Metric selector events
The metric selector is a powerful instrument for specifying which data you want to read for the metric event evaluation. It provides you with two major possibilities:
With the metric selector, Davis can access the historic data of the metric and can learn the normal behavior of your environment, enabling you to use auto-adaptive thresholds in your metric event. However, some limitations apply:
- 100,000 monitored metric dimensions per environment
- 10,000 metric events configurations (both metric key and metric selector) per environment
- 1,000 monitored dimensions per metric event configuration (static or auto-adaptive threshold)
- 500 monitored dimensions per metric event configuration (seasonal baseline)
- 100 metric selectors per monitoring strategy. You can have 100 configurations with an auto-adaptive threshold and 100 with a static threshold.
Scope of metric selector events
The selector itself defines the scope of a metric selector event. It is important to understand the implications when configuring a selector consisting of measurements from thousands of individual sources. Dynatrace applies safety limits to anomaly detection in terms of the number of metric dimensions that can be observed within one monitoring environment to avoid any operational issues. To learn how to narrow down the scope of your configuration, see Filter transformation.
Combining metrics
With the power of a metric expression, you can implement alerting with a top-down view of a situation rather than alerting on each component.
For example, you can observe log patterns across multiple hosts. By calculating the total count of observed log patterns across all relevant log files, Dynatrace can detect pattern anomalies on the accumulated log stream rather than on the individual counts per log file.
If there are sparse counts across many entities (for example, an error count across multiple processes of the same type), aggregated top-down anomaly detection is much more resilient against false-positive alerts than detection on an individual error count per process.
Create a metric selector event
- Go to Settings > Anomaly Detection > Metric events and select Add metric event.
- In the Summary field, provide a short meaningful description of the event.
- In the Query definition section, configure the metric query:
- Select the Metric selector type of the query.
- Specify the required metric selector.
- Select a management zone. Only data coming from this zone is evaluated for the metric event. Omit this field to use all the data queried by the metric selector.
- optional In the Advanced query definition section, specify the query's offset (in minutes).
You need the offset for metrics with latency; otherwise, the metric event might produce false alerts. - Define the monitoring strategy
- Choose the model type:
- Auto-adaptive threshold—Dynatrace calculates the threshold automatically and adapts it dynamically to your metric's behavior.
- Static threshold—the threshold that doesn't change over time.
- Seasonal Baseline—Dynatrace creates a confidence band on a metric with seasonal patterns
- For the static threshold, specify the threshold.

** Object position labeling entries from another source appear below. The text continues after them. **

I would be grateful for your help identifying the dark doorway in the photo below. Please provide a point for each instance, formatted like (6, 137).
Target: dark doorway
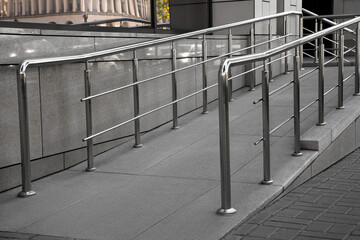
(320, 7)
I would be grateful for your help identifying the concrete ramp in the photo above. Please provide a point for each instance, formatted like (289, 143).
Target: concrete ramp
(170, 188)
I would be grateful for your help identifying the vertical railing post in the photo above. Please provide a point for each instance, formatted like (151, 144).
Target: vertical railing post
(88, 114)
(321, 85)
(357, 61)
(337, 40)
(297, 66)
(286, 41)
(341, 71)
(204, 82)
(252, 51)
(301, 35)
(270, 46)
(230, 56)
(316, 55)
(136, 101)
(174, 87)
(24, 136)
(266, 125)
(223, 91)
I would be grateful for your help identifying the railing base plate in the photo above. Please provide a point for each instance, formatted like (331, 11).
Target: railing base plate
(90, 169)
(297, 154)
(267, 182)
(26, 194)
(223, 211)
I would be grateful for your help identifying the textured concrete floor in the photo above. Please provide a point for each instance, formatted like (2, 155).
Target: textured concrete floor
(170, 188)
(325, 207)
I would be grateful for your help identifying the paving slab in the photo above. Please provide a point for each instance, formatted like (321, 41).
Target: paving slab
(198, 221)
(318, 221)
(123, 211)
(170, 188)
(54, 193)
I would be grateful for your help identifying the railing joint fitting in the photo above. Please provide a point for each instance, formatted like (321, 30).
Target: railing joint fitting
(267, 182)
(90, 169)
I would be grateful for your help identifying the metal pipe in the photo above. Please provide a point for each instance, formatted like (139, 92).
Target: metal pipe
(224, 137)
(88, 114)
(258, 67)
(337, 39)
(286, 41)
(301, 35)
(24, 137)
(278, 50)
(269, 47)
(147, 113)
(316, 60)
(136, 102)
(83, 57)
(266, 125)
(174, 87)
(357, 61)
(230, 56)
(324, 18)
(280, 125)
(252, 51)
(297, 150)
(341, 72)
(321, 86)
(309, 105)
(204, 82)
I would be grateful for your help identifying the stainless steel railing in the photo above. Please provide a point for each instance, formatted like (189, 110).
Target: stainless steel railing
(226, 206)
(319, 23)
(85, 58)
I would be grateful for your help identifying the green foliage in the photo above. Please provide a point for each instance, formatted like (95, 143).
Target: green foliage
(162, 10)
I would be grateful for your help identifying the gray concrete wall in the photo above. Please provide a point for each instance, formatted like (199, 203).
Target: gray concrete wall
(57, 117)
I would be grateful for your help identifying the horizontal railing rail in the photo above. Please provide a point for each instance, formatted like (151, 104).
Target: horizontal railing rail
(88, 57)
(84, 57)
(264, 57)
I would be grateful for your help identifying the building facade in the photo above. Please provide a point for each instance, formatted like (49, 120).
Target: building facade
(72, 11)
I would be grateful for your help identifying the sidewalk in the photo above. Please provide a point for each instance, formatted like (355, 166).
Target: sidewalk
(325, 207)
(170, 188)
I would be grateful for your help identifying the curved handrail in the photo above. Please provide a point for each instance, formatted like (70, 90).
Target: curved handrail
(275, 51)
(327, 20)
(83, 57)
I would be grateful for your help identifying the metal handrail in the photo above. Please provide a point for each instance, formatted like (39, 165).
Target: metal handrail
(323, 18)
(264, 57)
(177, 70)
(84, 57)
(288, 46)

Select Use suggested threshold to use a value based on the previous data.
- Choose the missing data alert behavior.
If the missing data alert is enabled, it is combined with the threshold condition by the OR logic. - Select the alert condition: alert if the metric is above, below, or outside of the threshold.
- optional In the Advanced model properties section, specify a sliding window for comparison.
The sliding window defines how often the threshold—whether it is automatically calculated or manually specified—must be violated within a sliding window of time to raise an event (violations don't have to be successive). This helps you to avoid overly aggressive alerting on single violations. You can set a sliding window of up to 60 minutes.
- Check the preview for your alert and evaluate the effectiveness of your configuration.
- Select the dimension values that you want to see on the preview.
- Select the timeframe of the preview. You can receive alerts for one, three, or seven days.
- Provide a Title for your event. The title should be a short, easy-to-read string describing the situation, such as
High network activity
or CPU saturation
. - In the Description section, create a meaningful event message. Event messages help you understand the nature of the event. You can use the following placeholders:
{alert_condition}
—the condition of the alert (above/below the threshold).{baseline}
—the violated value of the baseline.{dims}
—a list of all dimensions (and their values) of the metric that violated the threshold. You can also specify a particular dimension: {dims:dt.entity.<entity>}
. To fetch the list of available dimensions for your metric, query it via the GET metric descriptor request.{entityname}
—the name of the affected entity.{metricname}
—the name of the metric that violated the threshold.{missing_data_samples}
—the number of samples with missing data. Only available if missing data alert is enabled.{severity}
—the severity of the event.{threshold}
—the violated value of the threshold.
- Select the Event type for triggered events.
- Turn Allow merge on or off to define the merge strategy for triggered events.
If Allow merge is turned on, Davis AI will try to merge this event into existing problems; if it's turned off, a new problem is raised each time. - optional Set additional key-value properties to be attached to the event.
- Select Save changes.